General and Administrative Expenses:As a percentage of sales, general and administrative expenses increased in the first quarter of 2002 to 3.8% of sales from 3.2% of sales in the first quarter of 2001. This increase primarily results from additional payroll-related expenses from functions supporting domestic and international expansion.
Interest Income and Expense:Interest income increased in the first quarter of 2002 by approximately $1.3 million over the first quarter of 2001 because of a higher average cash balance. The increase in interest expense resulted from an increase in long-term debt over the corresponding quarter in 2001. The higher long-term debt balance was attributable to the issuance of $250 million in senior subordinated notes during July 2001.

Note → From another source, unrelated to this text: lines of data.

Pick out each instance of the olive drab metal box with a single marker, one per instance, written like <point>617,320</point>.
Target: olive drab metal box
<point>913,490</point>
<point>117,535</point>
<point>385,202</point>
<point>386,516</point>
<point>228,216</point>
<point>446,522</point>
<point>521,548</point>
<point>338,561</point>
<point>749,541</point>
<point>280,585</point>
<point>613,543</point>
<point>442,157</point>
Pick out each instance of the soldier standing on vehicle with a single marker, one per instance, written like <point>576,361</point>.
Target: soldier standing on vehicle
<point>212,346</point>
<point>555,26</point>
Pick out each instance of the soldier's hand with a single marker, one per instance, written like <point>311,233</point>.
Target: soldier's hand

Miscellaneous Income:Miscellaneous income, net increased $1.3 million in the first quarter of 2002 from the first quarter of 2001, reflecting the impact of new accounting rules that stopped the amortization of goodwill as of the beginning of fiscal year 2002.
Income taxes:The effective income tax rate declined to 35% for the first quarter of 2002, compared to 37% for the first quarter of 2001, primarily because of the increased proportion of International income which is taxed at lower effective tax rates.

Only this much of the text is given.